2018.06.15

ロシアW杯で福田正博が見たいのは、
「9番タイプ」のゲットゴールだ

  • 津金壱郎●構成 text by Tsugane Ichiro
  • photo by Getty Images

6月3日のナイジェリアとの親善試合でもゴールを挙げたケイン 個人的には、ケインのような生粋のストライカー、いわゆる「9番タイプ」の選手にも注目している。ケインの他には、ポーランドのロベルト・レヴァンドフスキ、コロンビアのラダメル・ファルカオもそれに当たる。

 メッシやクリスティアーノ・ロナウドも点は決めるけれど、彼らは本来サイドを主戦場にしていた選手で、生粋の9番とはいえない。サイドから局面を打開してゴールを決める選手が求められるようになったことで生まれた”時代が生んだストライカー”だ。ふたりが活躍したことで、ネイマール、アザール、ムバッペ、モハメド・サラーがそれに続いて存在感を示してきた。

 一方で「9番タイプ」の選手の特徴は、ペナルティーエリアからあまり離れずにポストプレーをするだけでなく、ゴール前へのパスにピンポイントで合わせて自らゴールを決めるところにある。CFが”サイド選手へのつなぎ役”という色が濃くなってきた現代に、再び「9番タイプ」が決定的な仕事をする試合が見てみたい。

“台風の目”を挙げるとすれば、ブラジルW杯で旋風を巻き起こしたコスタリカだろう。前回大会はウルグアイ、イタリア、イングランドとの”死の組”を1位で突破し、決勝トーナメントではギリシャを破ってベスト8に進出した。

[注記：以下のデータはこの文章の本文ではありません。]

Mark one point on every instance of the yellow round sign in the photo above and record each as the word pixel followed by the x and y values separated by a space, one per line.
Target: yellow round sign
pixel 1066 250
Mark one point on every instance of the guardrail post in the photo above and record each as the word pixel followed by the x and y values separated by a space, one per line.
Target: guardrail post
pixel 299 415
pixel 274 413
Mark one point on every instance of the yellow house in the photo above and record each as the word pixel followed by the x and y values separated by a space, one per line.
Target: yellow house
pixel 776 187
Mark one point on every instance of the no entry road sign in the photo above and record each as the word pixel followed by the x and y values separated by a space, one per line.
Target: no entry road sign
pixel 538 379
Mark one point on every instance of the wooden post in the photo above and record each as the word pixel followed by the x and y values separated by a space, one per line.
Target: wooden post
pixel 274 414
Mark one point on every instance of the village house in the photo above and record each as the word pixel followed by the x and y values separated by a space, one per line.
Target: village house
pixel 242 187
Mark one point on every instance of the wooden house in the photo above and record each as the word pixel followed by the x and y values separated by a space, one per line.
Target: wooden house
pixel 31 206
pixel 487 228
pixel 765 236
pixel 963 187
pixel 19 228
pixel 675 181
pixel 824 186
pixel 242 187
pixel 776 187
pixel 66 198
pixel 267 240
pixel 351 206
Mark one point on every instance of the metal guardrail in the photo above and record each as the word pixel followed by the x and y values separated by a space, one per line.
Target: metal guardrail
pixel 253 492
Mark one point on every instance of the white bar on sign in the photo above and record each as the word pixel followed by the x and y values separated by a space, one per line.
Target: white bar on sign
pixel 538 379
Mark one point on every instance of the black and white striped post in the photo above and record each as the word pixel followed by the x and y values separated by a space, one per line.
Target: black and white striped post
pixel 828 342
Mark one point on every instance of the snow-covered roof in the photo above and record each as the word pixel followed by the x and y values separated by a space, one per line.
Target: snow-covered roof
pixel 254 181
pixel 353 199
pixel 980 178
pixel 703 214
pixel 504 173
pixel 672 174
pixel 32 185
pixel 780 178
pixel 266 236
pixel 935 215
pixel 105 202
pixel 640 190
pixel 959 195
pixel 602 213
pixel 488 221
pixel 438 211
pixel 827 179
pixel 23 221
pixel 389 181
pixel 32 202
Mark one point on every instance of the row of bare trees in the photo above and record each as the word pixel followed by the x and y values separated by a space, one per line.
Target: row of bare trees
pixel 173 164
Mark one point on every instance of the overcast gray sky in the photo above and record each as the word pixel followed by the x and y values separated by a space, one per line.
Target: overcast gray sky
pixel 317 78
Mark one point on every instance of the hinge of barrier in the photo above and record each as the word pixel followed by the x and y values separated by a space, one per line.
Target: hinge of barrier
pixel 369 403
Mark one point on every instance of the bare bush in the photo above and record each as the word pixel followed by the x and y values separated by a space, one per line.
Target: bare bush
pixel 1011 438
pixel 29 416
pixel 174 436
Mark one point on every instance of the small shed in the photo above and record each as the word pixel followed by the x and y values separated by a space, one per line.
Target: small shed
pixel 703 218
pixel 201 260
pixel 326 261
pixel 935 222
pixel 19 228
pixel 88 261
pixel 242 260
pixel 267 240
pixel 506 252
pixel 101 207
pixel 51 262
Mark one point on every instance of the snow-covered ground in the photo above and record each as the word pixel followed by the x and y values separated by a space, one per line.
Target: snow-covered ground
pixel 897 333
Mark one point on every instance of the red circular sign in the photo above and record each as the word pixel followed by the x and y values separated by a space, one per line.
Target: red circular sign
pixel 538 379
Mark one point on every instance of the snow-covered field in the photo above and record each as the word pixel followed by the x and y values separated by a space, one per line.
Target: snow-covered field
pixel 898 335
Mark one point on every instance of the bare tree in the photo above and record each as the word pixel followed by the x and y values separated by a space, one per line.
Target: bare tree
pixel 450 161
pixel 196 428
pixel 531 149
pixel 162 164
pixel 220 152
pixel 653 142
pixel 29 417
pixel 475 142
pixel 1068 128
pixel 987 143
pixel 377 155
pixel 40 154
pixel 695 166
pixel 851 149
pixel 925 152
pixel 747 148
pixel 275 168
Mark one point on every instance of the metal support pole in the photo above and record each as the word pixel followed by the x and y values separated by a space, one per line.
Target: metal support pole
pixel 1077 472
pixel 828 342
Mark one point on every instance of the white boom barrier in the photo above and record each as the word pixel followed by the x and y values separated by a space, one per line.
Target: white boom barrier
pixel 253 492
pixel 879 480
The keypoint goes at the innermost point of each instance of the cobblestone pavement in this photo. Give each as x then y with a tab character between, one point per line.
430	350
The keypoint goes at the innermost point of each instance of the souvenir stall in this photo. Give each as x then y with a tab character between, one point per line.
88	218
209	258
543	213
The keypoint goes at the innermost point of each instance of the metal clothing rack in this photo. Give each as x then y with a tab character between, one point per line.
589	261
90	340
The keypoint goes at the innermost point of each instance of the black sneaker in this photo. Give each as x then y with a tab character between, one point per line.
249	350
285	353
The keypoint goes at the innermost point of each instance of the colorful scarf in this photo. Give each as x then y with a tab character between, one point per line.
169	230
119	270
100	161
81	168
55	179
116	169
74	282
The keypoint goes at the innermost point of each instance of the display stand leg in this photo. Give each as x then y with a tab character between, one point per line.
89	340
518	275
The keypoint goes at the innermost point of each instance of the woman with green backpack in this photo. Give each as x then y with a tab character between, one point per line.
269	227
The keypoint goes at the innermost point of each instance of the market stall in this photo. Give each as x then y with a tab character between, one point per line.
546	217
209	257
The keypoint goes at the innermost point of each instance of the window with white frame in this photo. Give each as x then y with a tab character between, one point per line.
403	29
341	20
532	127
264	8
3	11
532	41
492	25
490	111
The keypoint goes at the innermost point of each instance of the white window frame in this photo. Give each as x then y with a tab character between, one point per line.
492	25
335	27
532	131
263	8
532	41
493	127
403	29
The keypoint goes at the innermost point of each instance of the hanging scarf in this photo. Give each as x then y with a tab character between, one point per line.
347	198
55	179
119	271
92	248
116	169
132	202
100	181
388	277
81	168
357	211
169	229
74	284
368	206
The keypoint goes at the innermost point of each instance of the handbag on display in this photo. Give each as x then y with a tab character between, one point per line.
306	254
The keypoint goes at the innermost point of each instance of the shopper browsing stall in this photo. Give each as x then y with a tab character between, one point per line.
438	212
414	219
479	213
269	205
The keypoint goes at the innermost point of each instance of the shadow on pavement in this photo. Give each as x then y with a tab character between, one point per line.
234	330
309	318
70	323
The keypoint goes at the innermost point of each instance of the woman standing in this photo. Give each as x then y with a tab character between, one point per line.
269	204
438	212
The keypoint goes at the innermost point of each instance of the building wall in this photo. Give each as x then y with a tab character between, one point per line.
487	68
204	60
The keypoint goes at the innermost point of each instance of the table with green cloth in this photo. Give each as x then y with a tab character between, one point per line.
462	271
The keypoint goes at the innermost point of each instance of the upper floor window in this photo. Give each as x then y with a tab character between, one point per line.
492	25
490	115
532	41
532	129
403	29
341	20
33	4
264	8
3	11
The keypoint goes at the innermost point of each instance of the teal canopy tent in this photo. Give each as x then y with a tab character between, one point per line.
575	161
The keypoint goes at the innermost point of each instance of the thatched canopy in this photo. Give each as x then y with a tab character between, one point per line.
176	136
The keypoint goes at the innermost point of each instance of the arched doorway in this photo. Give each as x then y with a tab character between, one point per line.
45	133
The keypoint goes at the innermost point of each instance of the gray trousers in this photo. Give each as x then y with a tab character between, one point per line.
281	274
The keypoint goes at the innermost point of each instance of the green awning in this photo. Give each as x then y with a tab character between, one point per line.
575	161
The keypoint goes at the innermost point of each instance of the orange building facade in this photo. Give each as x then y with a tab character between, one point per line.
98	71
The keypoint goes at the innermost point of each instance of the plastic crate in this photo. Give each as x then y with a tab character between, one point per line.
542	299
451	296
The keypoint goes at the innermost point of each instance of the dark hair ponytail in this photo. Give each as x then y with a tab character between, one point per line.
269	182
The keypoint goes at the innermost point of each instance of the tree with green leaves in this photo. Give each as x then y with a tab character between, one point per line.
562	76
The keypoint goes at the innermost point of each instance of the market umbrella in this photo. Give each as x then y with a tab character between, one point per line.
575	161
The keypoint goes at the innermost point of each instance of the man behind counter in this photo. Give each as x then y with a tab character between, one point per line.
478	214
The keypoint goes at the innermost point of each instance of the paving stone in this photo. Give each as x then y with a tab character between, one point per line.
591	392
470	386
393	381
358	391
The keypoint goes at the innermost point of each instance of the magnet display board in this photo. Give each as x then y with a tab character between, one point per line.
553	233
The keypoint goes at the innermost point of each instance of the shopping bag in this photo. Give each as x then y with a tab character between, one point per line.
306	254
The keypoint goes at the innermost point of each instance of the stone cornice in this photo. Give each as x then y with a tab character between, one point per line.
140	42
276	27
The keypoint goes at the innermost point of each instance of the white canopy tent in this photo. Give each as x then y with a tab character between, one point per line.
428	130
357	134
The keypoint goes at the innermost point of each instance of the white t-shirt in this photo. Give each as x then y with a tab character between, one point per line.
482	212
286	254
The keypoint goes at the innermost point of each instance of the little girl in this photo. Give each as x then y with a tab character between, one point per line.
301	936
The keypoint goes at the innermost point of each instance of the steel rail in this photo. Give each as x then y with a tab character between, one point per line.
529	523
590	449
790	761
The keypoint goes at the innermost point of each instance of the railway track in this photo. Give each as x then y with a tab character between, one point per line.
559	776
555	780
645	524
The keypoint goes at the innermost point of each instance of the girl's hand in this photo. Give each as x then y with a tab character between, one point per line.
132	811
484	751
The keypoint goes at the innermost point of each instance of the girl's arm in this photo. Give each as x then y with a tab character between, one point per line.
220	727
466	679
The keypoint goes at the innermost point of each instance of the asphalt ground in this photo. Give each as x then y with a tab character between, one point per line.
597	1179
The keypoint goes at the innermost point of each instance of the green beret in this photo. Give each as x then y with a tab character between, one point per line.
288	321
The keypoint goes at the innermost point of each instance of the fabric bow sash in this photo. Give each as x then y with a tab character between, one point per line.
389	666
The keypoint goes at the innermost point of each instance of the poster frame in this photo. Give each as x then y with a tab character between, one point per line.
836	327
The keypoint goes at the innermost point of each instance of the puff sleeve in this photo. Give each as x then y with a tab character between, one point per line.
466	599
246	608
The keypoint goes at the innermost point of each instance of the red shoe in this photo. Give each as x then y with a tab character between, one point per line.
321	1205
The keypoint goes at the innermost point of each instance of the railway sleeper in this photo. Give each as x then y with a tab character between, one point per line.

 準々決勝でオランダには敗れたが、彼らのダイナミックなサッカーは間違いなくハイライトのひとつになった。そこでの活躍が契機となってレアル・マドリードに引き抜かれたGKのケイロル・ナバスを中心に、今大会も強豪国を脅かす存在になってほしい。

 他にも、ルカ・モドリッチ、マテオ・コヴァチッチ、イヴァン・ラキティッチという強力な中盤に加えてFWにマリオ・マンジュキッチが控えるクロアチア、EURO2016を大いに盛り上げた人口33万人のアイスランド、ルイス・スアレスとエディンソン・カバーニのいるウルグアイなど、楽しみなチームばかりだ。

 選手たちが母国の威信をかけて臨むW杯は、すべての試合にドラマがある。日本のファンも、日本代表以外の試合もチェックして、サッカーの醍醐味や面白さを味わってもらいたい。